Welcome, friends)
We are glad to introduce you regular Codeforces round #123 for Div.2 participants. Everyone can traditionally participate in it.
Problems are prepared by command of authors: Ivan Fefer (Fefer_Ivan), Igor Kudryashov (Igor_Kudryashov), Pavel Kholkin (HolkinPV) and Gerald Agapov (Gerald). Also thanks to Pavel Kunyavskiy (PavelKunyavskiy) and Alexander Kouprin (Alex_KPR) for their help. And traditionally thanks to Michael Mirzayanov (MikeMirzayanov) for Codeforces system and Mary Belova (Delinur) for translating problems.
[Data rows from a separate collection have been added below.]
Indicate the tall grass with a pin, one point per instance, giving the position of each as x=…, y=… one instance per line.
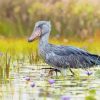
x=68, y=17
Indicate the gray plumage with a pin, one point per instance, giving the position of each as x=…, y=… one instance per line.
x=61, y=57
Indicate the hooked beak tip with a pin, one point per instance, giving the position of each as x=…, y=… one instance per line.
x=29, y=40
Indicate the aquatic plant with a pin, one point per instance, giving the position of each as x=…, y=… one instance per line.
x=51, y=81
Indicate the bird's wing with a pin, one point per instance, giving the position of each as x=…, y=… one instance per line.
x=63, y=56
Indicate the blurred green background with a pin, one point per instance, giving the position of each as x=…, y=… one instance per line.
x=80, y=18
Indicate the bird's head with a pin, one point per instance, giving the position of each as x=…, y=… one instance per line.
x=41, y=28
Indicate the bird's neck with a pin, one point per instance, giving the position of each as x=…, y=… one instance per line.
x=44, y=40
x=43, y=45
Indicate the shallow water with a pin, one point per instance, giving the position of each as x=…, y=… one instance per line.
x=75, y=88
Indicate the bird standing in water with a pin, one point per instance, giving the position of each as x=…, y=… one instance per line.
x=61, y=57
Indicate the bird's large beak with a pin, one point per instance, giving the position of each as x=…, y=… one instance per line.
x=36, y=33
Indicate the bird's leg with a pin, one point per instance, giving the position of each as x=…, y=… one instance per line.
x=71, y=71
x=56, y=70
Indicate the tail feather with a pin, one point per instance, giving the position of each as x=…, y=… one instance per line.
x=95, y=59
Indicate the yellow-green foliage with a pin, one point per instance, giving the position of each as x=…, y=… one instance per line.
x=17, y=17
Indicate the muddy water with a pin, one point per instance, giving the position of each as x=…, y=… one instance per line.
x=81, y=87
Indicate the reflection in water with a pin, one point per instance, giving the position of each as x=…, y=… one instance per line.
x=18, y=88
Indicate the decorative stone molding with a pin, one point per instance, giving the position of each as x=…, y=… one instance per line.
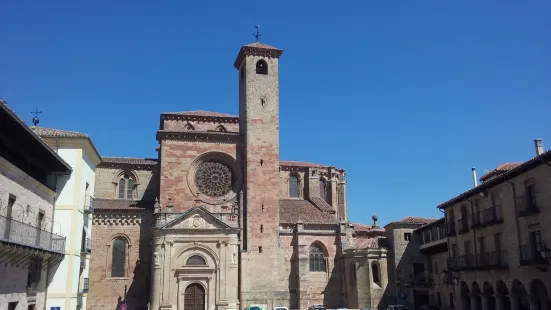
x=225, y=159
Score distribution is standard: 500, 1000, 1500, 2000, 2500.
We wish you success and high rating!
Congratulations to winners:
UPD: the tutorial is here
I am students.
Good luck to all. :-)
I hate problem C.......
I hate string parsing. Problem C is just colateral damage :)
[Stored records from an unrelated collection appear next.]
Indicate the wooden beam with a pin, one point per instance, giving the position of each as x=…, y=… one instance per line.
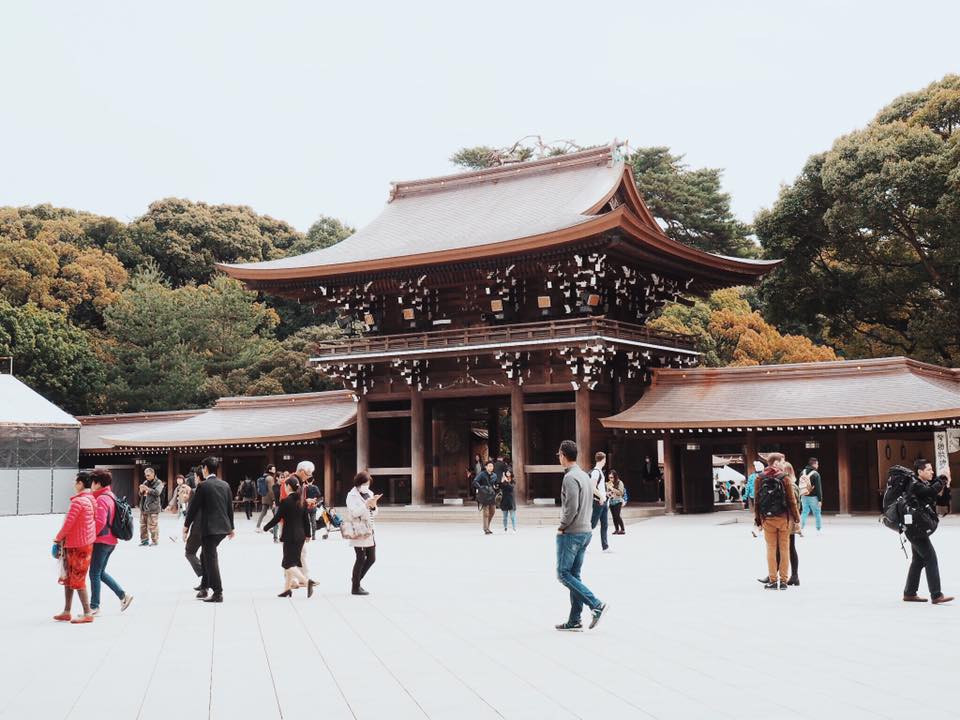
x=545, y=407
x=584, y=457
x=843, y=471
x=328, y=486
x=669, y=477
x=534, y=469
x=363, y=434
x=390, y=471
x=383, y=414
x=418, y=450
x=518, y=439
Seen at the last moment that the string can have '\t' in, and no time for correct it... Those kind of problem is not bad, because it teachs you to prevent all possible cases, but it's often very frustrating...
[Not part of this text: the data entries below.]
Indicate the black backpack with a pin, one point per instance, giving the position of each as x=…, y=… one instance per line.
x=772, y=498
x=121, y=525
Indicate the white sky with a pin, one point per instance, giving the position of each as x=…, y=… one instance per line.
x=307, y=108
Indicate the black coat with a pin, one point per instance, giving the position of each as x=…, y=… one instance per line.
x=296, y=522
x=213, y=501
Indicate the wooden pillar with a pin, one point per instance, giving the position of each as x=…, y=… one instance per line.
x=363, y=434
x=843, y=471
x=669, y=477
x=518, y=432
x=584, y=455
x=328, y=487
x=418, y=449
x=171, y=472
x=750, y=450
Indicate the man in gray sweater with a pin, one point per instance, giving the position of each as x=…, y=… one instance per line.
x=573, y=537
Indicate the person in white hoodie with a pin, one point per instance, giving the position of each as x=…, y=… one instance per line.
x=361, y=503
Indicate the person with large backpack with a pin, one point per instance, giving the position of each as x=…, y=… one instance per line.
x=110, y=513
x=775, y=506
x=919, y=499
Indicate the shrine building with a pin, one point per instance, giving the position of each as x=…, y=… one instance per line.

really frustrating... i used regular expression. i knew little about it before
I used %[\n )] in scanf to match the keyword. Forget \t should be my error :(
%*[^A-Za-z]%[A-Za-z]%*[^"]"%[^"]%*[^\n]\n
Test does not contain '\t' symbols as I know. Only ' '.
Will n log n time out in problem D? Mine nlog n timed out. Is there any o(n)?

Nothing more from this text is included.